Bill Clinton
prête sa salle de presse à un ambitieux jeune Frenchie impatient de franchir
toutes les barrières de l'impossible. La Limousine, le centre du monde, les
frigos géants, la démesure au Camden Yards, l'Amérique offre alors toutes les
promesses.
dimanche 22 février 2004
samedi 21 février 2004
38- James Brady
Ce soir Vincent a 30 ans. C'est mercredi. Je bosse depuis 1
an, et ce mercredi là ne fait pas exception. Mes parents sont avec lui, dans le
tout nouvel appartement de la rue Saint Denis. Il y a deux ans, c'était un vrai
chantier. Impossible d'imaginer le loft que c'est devenu aujourd'hui. C'est un
nid des plus agréables, du parquet au sol, de l'inox dans la cuisine ouverte,
de belles lumières, le tableau du mariage au mur, la cuisine recherchée de
Vincent, et toujours une belle bouteille qui est ouverte. C'est un vrai plaisir
de passer une soirée chez lui. Ce soir, c'est les 30 ans. Toute la famille
resserrée est là. 30 ans. J'en suis surpris tout l'après-midi. Hier, je me suis
décidé à lui acheter un iPod. iPod version 1.0. C'est mon secret, je ne l'ai
dit à personne. C'est un tout nouveau joujou, il est sorti à Noël, c'est hors
de prix, ça vient des Etats-unis. Juste le cadeau qu'il lui faut, qui lui
ressemble. J'arrive très en retard. Je bosse tard, je viens de l'autre côté de
la banlieue, je suis crevé et ému du moment. J'ai envie de lui dire mille
choses, de faire un discours prodigieux, mais je ne trouve aucun mot. Plus
rien. Juste un iPod pour tout dire et rien dire. Quelques jours plus tard, il
fête de nouveau son anniversaire, avec tous ces amis. Des flots de gens
envahissent l'appartement où nous étions juste 6 quelques jours plus tôt. Il
fait doux. Les fenêtres sont ouvertes, on est pourtant en février. La soirée se
poursuit dans un restaurant branchouille parisien, pas très loin. On s'y rend à
pied. Vincent est assis loin de moi, il se marre, il est entouré tant et plus,
il est bien dans ce monde que je ne partage plus avec lui. Je me rends compte
de tout ce temps qui est passé, et j'en suis triste à sa place. Le dessert
arrive, maman dégaine son cadeau. Ca démarre avec une photo géante de lui du
haut de ses 16 ans, devant le micro de la Maison Blanche, dans la press
briefing room de Washington. C'est le temps de mon enfance, avec l'histoire de
Vincent qui vient de monter dans la Limousine, puis qui va raconter ce choc
culturel sympathique dans Que le Meilleur Gagne, que l'on regardait ensemble
dans ce temps-là. Tous ces gens ne le connaissent pas comme je le connais. Je
sombre.
dimanche 20 juillet 2003
37- Pour la vie
Vincent multiplie les voyages. L'envie d'ailleurs est
intarissable. Le projet est partagé avec Christelle. Eté 1994, ils commencent
doucement avec l'Italie. L'année suivante, je n'en reviens pas, ils partent à
Bali, si loin. Ce n'est que le début. Canada, Norvège, Venezuela, les
destinations s'enchaînent. Mais c'est au Maroc que Vincent a le déclic. On est
en 2003. Je l'imagine le soir tombant, en bord de mer, coiffé d'un fez ottoman.

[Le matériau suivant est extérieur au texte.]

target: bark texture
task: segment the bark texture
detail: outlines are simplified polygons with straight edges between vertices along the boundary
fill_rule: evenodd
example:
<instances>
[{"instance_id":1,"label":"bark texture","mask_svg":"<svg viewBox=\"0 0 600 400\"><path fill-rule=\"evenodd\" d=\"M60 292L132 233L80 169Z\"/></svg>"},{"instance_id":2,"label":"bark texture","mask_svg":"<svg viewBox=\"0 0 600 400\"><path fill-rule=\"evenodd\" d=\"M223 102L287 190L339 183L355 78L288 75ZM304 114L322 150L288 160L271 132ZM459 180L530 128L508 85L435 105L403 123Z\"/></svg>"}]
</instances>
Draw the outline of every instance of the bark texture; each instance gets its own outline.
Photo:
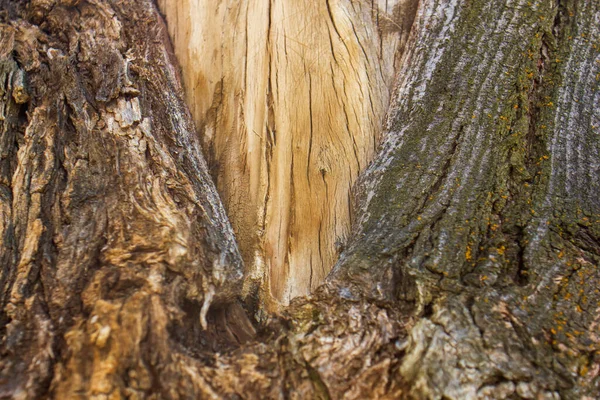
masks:
<instances>
[{"instance_id":1,"label":"bark texture","mask_svg":"<svg viewBox=\"0 0 600 400\"><path fill-rule=\"evenodd\" d=\"M600 3L412 4L352 233L269 315L155 4L0 0L0 398L600 397Z\"/></svg>"},{"instance_id":2,"label":"bark texture","mask_svg":"<svg viewBox=\"0 0 600 400\"><path fill-rule=\"evenodd\" d=\"M597 1L420 4L329 278L414 302L416 398L599 395L598 21Z\"/></svg>"},{"instance_id":3,"label":"bark texture","mask_svg":"<svg viewBox=\"0 0 600 400\"><path fill-rule=\"evenodd\" d=\"M0 396L135 398L242 284L165 29L149 1L0 4Z\"/></svg>"}]
</instances>

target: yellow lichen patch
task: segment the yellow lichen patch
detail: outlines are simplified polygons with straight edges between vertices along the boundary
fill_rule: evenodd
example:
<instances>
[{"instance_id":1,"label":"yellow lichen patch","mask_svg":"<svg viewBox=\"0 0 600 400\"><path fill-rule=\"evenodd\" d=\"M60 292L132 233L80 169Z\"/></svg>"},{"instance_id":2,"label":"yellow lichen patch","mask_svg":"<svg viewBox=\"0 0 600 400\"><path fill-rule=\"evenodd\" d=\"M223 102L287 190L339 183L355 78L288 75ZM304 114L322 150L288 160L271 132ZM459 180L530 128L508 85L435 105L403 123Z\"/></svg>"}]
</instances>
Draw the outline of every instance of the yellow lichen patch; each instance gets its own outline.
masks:
<instances>
[{"instance_id":1,"label":"yellow lichen patch","mask_svg":"<svg viewBox=\"0 0 600 400\"><path fill-rule=\"evenodd\" d=\"M471 261L472 258L473 258L473 254L472 254L472 250L471 250L471 245L468 245L467 250L465 251L465 259L467 261Z\"/></svg>"}]
</instances>

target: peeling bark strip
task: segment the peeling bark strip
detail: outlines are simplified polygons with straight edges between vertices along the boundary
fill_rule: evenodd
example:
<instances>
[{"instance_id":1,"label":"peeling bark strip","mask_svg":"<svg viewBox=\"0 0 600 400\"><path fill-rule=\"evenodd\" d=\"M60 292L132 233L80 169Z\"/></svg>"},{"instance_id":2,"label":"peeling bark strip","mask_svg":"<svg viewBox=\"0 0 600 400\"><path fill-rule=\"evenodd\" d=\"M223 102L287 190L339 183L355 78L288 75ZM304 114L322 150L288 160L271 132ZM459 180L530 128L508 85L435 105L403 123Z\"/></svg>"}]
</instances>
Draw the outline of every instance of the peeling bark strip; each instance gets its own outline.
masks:
<instances>
[{"instance_id":1,"label":"peeling bark strip","mask_svg":"<svg viewBox=\"0 0 600 400\"><path fill-rule=\"evenodd\" d=\"M249 276L270 289L266 301L316 289L348 234L350 187L372 158L394 55L414 15L414 1L379 3L159 1L213 176Z\"/></svg>"}]
</instances>

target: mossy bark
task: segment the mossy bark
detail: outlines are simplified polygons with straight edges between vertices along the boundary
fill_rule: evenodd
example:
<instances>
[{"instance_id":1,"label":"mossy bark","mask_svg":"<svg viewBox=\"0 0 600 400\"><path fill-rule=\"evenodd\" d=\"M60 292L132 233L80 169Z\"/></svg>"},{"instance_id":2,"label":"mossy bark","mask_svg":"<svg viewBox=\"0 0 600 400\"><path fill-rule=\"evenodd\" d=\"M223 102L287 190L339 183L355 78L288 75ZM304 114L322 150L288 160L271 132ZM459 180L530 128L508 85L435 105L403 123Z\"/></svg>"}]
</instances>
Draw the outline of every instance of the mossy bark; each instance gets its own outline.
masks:
<instances>
[{"instance_id":1,"label":"mossy bark","mask_svg":"<svg viewBox=\"0 0 600 400\"><path fill-rule=\"evenodd\" d=\"M417 3L353 233L265 315L155 4L0 0L0 398L600 397L600 3Z\"/></svg>"}]
</instances>

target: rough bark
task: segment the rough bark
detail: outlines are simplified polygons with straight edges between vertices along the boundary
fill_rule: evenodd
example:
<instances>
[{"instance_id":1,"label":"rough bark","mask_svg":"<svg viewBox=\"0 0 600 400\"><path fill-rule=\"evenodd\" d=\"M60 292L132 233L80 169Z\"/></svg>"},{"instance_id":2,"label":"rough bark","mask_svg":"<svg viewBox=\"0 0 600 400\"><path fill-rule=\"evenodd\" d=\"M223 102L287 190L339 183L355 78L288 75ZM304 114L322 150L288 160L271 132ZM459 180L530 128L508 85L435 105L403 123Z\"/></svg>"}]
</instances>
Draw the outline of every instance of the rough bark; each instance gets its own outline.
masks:
<instances>
[{"instance_id":1,"label":"rough bark","mask_svg":"<svg viewBox=\"0 0 600 400\"><path fill-rule=\"evenodd\" d=\"M597 1L421 3L329 278L414 302L417 398L599 395L598 21Z\"/></svg>"},{"instance_id":2,"label":"rough bark","mask_svg":"<svg viewBox=\"0 0 600 400\"><path fill-rule=\"evenodd\" d=\"M0 397L600 397L597 1L419 1L352 234L272 315L153 2L0 8Z\"/></svg>"},{"instance_id":3,"label":"rough bark","mask_svg":"<svg viewBox=\"0 0 600 400\"><path fill-rule=\"evenodd\" d=\"M149 1L1 4L0 395L135 397L243 273L165 29Z\"/></svg>"}]
</instances>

Il se met à genou. Demande en mariage. Christelle dit oui. Retour au pays, à la
tradition, à la culture et aux codes français. Mairie, église, réception. Robe
blanche, voiture d'époque noire. Mabou propose la traction, qui retraverse
alors héroïquement la France pour
célébrer l'union de Vincent et Christelle. Je suis dans la voiture de papa et
maman. On se rend à la mairie. Tout le monde est étrangement tendu dans la
voiture. Papa fait une fixation sur la longueur de ses bras de chemise. Je ris
du détail. Mais mon bonheur du moment, tu me l'as offert en me demandant d'être
ton témoin à la mairie. Je me trouve ridicule d'attacher cette importance à ce
sujet. Je suis au mieux apathique à l'idée du mariage, tu m'avais convaincu de
ce point quelques années auparavant. Lorsque j'ai appris ton mariage à venir,
je n'ai pas osé te demander d'être témoin, par cohérence intellectuelle. Mais
lorsque tu me l'as demandé, j'ai été inondé par une vague de soulagement, de
joie, de tranquillité. Le moment approche. Je profite de toute mon incohérence,
mais j'ai un grand sourire en moi, je suis bien, et heureux de notre proximité.
dimanche 9 mars 2003
36- Paris Country Club
Vincent s'est mis au jogging. Nouvelle lubie. Et comme
toujours sur chaque sujet qu'il entreprend, il y met de l'engagement. Il a pas
mal grossi ces derniers temps. Mais il dégage une force physique incroyable.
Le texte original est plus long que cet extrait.